AT ACOG 2016
WASHINGTON (FRONTLINE MEDICAL NEWS) – The postpartum readmission rate increased over a recent 8-year period from 1.72% to 2.16%, with readmitted patients more likely to be publicly insured and more likely to have multiple comorbidities, a multistate analysis shows.
The rise in readmissions from 2004 to 2011 “isn’t solely explained by the increasing cesarean rate,” and appears to be significantly influenced “by increasing maternal comorbidities,” said Dr. Mark A. Clapp, who reported preliminary findings at the annual meeting of the American College of Obstetricians and Gynecologists.
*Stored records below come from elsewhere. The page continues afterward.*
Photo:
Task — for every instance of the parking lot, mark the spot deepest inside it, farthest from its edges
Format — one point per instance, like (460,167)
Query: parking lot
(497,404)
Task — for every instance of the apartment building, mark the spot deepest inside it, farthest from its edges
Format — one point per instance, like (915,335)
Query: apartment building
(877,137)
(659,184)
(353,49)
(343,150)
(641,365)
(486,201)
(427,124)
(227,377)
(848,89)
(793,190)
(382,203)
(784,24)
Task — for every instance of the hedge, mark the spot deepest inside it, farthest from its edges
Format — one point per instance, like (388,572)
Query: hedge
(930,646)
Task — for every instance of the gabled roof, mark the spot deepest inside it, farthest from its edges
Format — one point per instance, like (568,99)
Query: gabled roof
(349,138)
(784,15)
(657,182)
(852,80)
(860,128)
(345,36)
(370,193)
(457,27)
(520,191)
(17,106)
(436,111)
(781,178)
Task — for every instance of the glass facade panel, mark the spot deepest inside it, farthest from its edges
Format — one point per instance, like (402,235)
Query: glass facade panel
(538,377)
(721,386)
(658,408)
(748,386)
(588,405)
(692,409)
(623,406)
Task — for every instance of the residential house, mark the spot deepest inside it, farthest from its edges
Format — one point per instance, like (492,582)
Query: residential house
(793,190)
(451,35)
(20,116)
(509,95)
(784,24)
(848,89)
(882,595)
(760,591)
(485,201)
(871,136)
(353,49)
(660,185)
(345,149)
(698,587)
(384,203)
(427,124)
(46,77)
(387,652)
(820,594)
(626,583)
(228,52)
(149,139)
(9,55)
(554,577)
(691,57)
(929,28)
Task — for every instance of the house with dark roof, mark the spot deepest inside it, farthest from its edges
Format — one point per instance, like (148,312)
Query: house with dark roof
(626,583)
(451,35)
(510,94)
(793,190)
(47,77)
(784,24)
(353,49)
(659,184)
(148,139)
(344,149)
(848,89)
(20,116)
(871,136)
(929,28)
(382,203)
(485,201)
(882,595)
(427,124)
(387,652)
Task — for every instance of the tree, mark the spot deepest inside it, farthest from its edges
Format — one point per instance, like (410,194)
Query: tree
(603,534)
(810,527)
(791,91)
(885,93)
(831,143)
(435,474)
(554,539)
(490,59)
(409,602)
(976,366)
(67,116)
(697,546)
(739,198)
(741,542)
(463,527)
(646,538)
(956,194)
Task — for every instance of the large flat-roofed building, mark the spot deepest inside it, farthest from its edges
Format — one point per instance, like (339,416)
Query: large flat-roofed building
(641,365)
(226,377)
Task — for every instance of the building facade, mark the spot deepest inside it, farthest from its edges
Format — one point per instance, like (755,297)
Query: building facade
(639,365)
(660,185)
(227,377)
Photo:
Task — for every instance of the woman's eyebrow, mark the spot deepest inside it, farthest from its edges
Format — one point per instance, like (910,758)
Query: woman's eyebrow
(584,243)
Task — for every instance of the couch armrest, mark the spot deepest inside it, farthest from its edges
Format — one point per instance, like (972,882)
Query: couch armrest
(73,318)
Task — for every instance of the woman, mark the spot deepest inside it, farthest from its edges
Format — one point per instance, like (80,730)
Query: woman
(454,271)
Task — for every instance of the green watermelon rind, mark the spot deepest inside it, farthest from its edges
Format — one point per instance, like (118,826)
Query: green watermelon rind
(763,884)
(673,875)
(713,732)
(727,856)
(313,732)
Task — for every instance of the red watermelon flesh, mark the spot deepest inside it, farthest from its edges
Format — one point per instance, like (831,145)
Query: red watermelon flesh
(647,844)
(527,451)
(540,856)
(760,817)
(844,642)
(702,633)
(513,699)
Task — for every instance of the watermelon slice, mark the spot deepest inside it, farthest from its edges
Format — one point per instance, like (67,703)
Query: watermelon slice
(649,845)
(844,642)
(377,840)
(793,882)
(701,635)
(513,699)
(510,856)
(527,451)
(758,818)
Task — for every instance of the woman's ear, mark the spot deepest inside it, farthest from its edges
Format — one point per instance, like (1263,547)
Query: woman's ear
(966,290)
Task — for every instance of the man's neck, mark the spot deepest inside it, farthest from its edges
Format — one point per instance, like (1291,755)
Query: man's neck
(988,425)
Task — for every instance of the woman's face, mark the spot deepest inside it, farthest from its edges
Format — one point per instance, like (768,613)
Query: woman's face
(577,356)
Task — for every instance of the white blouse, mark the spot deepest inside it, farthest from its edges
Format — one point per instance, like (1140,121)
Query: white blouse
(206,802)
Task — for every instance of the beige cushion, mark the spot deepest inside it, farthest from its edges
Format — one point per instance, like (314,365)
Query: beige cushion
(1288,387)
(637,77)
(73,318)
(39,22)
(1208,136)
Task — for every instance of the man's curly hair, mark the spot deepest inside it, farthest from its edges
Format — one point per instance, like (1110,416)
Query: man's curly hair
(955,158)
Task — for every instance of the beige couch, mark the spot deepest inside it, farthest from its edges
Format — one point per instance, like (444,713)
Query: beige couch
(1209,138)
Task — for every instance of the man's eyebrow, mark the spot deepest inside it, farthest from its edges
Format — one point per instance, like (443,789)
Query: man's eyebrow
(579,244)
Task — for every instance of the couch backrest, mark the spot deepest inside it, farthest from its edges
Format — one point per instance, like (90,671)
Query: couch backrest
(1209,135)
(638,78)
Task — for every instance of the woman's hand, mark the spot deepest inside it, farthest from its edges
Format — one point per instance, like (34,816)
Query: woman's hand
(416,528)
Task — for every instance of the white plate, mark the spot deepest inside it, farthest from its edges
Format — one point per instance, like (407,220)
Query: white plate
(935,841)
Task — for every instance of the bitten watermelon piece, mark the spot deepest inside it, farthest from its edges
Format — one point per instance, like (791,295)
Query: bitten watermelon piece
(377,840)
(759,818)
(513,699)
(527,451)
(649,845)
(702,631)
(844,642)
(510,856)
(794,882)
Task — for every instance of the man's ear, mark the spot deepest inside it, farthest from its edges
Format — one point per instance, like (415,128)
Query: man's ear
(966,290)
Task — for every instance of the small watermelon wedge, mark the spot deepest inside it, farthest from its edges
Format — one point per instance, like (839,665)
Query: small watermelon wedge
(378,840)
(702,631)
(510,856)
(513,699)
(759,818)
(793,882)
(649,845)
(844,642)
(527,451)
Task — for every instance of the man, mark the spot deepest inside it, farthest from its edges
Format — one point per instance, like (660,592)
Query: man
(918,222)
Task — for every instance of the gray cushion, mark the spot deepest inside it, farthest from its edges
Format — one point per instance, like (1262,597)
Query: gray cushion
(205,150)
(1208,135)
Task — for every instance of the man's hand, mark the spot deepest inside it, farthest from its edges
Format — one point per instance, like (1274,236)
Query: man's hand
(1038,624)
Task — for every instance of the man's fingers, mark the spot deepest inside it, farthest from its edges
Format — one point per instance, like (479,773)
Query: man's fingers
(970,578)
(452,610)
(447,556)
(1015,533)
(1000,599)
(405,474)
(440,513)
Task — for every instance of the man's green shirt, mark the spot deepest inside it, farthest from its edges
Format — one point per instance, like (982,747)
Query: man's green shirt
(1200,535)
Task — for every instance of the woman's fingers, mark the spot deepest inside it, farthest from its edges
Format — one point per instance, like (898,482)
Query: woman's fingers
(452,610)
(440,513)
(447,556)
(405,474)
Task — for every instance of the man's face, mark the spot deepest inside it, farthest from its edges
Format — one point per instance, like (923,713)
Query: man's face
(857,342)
Dr. Clapp and his coinvestigators analyzed postpartum readmissions occurring in the first 6 weeks after delivery in women in California, Florida, and New York – 3 states whose combined 1 million deliveries a year represent approximately a quarter of all deliveries in the United States. Of approximately 8 million deliveries identified over the study period, 6 million were eligible for analysis.
Medical and surgical readmission rates are used in various specialties as indicators of quality and linked to reimbursement, but “very little is known about readmissions in obstetrics,” he said.
The researchers identified deliveries and postpartum readmissions in state inpatient databases and compared maternal, pregnancy, and delivery characteristics of women who were readmitted with those who weren’t readmitted. This included both “primary” indications for readmissions and “associated diagnoses” listed for these patients.
The most common primary indication for readmission, they found, was wound infection or breakdown (15.5%), followed by hypertensive disease (9.3%), and psychiatric illness (7.7%). The most common associated diagnosis among readmitted patients was psychiatric disease, followed by hypertensive disease.
Women who were readmitted “were more likely to have comorbidities across the board,” said Dr. Clapp , a resident at Brigham and Women’s Hospital, Boston. The readmitted women had higher rates of all “associated diagnoses” listed in the state databases, from asthma and diabetes to obesity and thyroid disease, but the most significant differences were in the rates of hypertensive disease, psychiatric disease, and substance abuse.
Regarding mode of delivery, 37.2% of those who were readmitted had undergone a cesarean delivery versus 32.9% of those not readmitted. Patients who were readmitted also were more likely to have had a multiple gestation, preterm labor, or a placental abnormality.
The majority of readmitted patients in the retrospective cohort study were publicly insured: 54% versus 42%. Readmitted patients also were more likely to be older, with a mean age of 36 years, compared with 28 years in the non-readmitted group. They also were more likely to be black (19% of readmitted patients versus 14% of non-readmitted). Over 50% of readmissions occurred in the first week.
The impact of cesarean delivery on readmission risk needs further investigation, Dr. Clapp said, noting that cesarean delivery was an inconsistent predictor of readmission. In Florida, for instance, patients who had cesarean deliveries in 2011 were actually less likely to be readmitted than those who delivered vaginally.
Psychiatric comorbidities also need to be better understood, as does the “influence of increasing maternal comorbidities, which I suspect is driving the increase in readmissions, rather than the mode of delivery,” Dr. Clapp said.
“Hopefully, we can build a body of evidence to either support or refute the use of readmissions as a measure of quality in our field,” he said.
Dr. Clapp and his coauthors reported no relevant financial disclosures. The study was funded by an ACOG health policy grant.